The sore right knee that plagued the Giants defensive end last season is "less banged-up than it was," he said. He's quicker, faster, stronger.
"He made a big turnabout from a year ago," New York defensive line coach Denny Marcin said. "I think it was his determination, his work ethic."
Holmes tied a personal best this season with eight sacks. He also recovered two fumbles, one a 50-yard touchdown return against Dallas. That helped to erase the memory of 2001, when Holmes had 3.5 sacks.
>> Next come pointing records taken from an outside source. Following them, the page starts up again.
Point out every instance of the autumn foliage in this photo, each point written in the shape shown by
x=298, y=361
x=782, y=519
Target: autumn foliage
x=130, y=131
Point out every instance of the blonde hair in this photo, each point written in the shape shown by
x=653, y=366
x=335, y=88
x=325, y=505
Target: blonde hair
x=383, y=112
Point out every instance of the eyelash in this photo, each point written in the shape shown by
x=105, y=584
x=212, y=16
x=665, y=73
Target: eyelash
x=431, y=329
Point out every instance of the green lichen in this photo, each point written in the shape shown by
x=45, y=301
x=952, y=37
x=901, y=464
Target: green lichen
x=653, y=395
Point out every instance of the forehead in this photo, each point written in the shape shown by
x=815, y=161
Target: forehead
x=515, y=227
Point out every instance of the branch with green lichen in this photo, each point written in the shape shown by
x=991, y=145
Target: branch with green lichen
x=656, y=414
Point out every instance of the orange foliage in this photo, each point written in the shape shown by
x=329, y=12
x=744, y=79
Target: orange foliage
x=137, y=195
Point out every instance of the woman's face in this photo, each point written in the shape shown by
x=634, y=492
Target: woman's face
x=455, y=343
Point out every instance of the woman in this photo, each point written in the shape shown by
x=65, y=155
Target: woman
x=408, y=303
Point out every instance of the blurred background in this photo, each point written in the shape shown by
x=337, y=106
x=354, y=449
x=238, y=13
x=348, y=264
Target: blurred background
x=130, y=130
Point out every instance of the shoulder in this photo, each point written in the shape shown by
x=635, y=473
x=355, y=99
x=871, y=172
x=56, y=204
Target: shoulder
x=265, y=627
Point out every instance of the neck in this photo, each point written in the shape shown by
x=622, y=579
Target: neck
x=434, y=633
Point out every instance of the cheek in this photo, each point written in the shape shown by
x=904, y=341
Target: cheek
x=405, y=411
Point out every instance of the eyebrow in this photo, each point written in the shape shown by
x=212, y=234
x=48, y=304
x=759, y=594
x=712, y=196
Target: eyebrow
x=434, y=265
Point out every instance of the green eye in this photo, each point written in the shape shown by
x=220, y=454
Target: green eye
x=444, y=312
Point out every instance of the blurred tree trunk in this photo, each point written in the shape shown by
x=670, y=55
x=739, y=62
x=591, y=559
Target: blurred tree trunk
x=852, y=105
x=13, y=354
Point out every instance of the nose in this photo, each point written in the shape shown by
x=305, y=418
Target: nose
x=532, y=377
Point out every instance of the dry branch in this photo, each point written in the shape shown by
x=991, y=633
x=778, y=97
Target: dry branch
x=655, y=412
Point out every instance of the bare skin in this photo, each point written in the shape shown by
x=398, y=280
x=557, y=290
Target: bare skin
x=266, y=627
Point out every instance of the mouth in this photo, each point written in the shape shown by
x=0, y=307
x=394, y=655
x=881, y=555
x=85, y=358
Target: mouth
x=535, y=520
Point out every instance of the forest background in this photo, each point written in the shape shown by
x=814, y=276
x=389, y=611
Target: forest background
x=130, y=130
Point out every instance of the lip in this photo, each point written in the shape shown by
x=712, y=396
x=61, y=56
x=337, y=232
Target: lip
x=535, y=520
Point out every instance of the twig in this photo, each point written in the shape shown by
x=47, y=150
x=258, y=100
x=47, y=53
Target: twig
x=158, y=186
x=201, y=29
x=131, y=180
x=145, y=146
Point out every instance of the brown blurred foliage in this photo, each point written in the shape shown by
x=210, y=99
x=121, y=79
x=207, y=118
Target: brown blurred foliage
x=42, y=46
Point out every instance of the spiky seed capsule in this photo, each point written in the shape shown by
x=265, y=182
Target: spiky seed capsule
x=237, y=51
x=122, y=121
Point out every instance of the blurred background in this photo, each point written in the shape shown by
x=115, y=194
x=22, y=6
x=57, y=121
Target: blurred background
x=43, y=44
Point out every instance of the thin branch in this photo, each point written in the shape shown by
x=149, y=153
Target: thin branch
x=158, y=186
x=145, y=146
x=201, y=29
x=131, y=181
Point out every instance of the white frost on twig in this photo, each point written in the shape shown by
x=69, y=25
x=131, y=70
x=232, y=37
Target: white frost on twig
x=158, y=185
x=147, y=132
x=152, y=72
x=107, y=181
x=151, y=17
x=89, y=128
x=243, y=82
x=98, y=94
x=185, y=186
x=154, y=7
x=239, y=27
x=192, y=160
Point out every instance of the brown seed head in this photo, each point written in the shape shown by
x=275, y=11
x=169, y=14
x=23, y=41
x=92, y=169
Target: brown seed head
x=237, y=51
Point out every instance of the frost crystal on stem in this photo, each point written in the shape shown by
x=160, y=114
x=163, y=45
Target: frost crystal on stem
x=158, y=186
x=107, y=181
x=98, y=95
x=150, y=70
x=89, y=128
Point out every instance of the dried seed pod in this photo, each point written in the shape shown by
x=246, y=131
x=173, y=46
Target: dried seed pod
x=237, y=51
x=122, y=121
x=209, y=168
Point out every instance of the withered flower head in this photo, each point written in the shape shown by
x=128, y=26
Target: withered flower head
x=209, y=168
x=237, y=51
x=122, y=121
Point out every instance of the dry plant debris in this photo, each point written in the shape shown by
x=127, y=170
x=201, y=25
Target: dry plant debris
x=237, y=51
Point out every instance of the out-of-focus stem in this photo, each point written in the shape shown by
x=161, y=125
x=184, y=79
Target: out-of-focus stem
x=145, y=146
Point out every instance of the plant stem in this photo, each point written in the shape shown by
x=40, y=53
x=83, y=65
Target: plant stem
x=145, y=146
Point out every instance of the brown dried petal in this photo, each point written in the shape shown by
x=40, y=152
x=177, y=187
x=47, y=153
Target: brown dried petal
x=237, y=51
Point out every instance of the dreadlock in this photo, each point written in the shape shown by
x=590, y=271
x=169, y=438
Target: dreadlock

Plus, his eighth sack triggered a $400,000 incentive clause.
"Yeah, yeah, you know, that doesn't hurt," Holmes said. "But it's about making plays."
NOT WHAT THEY WANT: When Jeff Garcia, Terrell Owens, Garrison Hearst and San Francisco's powerful offensive line are in synch, coach Steve Mariucci's offense is one of the league's most dangerous.
Trouble is, nobody in the 49ers locker room believes this team has come close to playing a completely satisfying game this season.
"It's frustrating, because we know we're better than this," defensive tackle Dana Stubblefield said. "You look around the room, and I honestly believe this group of guys shouldn't have lost more than once or twice."
Still, Mariucci believes in his players, not to mention fundamentals and attention to details.
"When you go into the playoffs, you don't come up with new offenses and new defenses and start running 37 reverses and all those sort of things," Mariucci said. "You tend to rely more on the elementary parts of football that sometimes, late in the year, might be forgotten."